What is a human being? Someone with the correct configuration of genes, presumably.
And who am I? Am I this body; this body, which can be broken, changed and destroyed? The human body replaces itself entirely in seven years. It is constantly morphing and changing, and is never fixed. Thus, "I" cannot be the human body.
Is it the mind? I think not; that self, too, constantly morphs and adapts. New information is put into it, and that information can shake the foundations of my mind and reduce all previous trains of thought into broken wrecks. Thus, "I" cannot be my mind.
So, am I the sum of my memories and experiences? These are rooted in fact; they are rooted in my memory; my mind is dictated by the former and my body shaped by the latter. Surely, then, my memories and experiences are what form myself.

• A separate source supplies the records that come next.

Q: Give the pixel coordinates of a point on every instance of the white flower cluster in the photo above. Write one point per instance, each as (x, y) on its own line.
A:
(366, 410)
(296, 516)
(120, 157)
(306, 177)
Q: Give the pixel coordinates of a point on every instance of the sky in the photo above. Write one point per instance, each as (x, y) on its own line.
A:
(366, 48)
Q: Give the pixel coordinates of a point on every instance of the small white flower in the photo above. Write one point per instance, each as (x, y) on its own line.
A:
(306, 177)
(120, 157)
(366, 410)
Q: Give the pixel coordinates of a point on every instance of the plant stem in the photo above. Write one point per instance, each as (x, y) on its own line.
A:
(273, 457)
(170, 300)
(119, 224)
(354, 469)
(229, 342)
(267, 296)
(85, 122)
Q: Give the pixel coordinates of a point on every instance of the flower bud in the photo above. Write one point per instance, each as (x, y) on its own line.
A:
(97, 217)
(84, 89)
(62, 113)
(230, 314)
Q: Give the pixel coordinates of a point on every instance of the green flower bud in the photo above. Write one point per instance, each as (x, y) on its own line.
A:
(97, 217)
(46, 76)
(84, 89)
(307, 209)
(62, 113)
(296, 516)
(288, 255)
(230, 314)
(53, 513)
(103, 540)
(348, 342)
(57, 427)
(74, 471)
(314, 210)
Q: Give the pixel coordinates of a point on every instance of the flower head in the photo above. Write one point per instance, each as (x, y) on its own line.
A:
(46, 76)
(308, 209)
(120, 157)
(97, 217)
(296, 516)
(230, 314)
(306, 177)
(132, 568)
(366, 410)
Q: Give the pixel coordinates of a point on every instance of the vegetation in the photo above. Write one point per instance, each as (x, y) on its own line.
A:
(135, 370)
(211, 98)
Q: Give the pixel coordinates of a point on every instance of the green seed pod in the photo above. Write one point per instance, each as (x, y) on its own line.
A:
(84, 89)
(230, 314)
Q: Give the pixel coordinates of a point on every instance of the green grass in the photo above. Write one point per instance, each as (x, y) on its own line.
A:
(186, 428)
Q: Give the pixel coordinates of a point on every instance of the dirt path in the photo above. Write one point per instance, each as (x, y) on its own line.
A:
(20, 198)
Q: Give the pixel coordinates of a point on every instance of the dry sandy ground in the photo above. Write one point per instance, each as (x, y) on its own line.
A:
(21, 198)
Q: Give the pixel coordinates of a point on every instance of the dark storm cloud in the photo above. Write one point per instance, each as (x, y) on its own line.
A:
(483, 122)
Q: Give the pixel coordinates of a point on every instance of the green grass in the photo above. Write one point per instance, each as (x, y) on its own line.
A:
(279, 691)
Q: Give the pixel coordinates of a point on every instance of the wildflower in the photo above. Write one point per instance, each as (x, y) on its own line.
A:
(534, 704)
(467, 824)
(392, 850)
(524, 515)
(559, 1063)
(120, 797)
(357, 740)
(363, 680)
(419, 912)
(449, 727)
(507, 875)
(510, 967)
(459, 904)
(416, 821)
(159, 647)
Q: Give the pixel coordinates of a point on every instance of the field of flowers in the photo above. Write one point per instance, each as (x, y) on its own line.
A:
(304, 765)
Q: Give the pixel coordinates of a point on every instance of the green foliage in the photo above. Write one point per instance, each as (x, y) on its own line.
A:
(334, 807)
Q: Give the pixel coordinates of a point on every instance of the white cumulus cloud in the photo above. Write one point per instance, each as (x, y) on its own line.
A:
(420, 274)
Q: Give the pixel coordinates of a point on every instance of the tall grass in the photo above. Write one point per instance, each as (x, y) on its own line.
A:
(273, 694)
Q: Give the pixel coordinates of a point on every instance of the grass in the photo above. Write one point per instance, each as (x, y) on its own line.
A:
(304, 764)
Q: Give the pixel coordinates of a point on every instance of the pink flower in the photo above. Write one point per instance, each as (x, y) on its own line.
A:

But who am I, then? I, whose memory is rarely, if ever, an analogue to the apparent truth? Do I have no self at all? I would argue most stringently against such a proposal. Who is Achromatic Morality? Are she and I one and the same? Or am I merely a being who thinks and remembers that she is, and is no more then a pretender to the name -- an accidental pretender, but one nevertheless.
What am I to do, then? Abandon it, and forsake my way? What good would that do, if my memory is malleable and has proven itself to be falsifiable? I would leave the role only to find myself endlessly compelled to return to it. And the same goes for everything else; each thought that exists in my head is not my own, it is merely something computed from the premises of my personality; premises which are built on malleable memories.
... sorry. It's late, and I'm tired.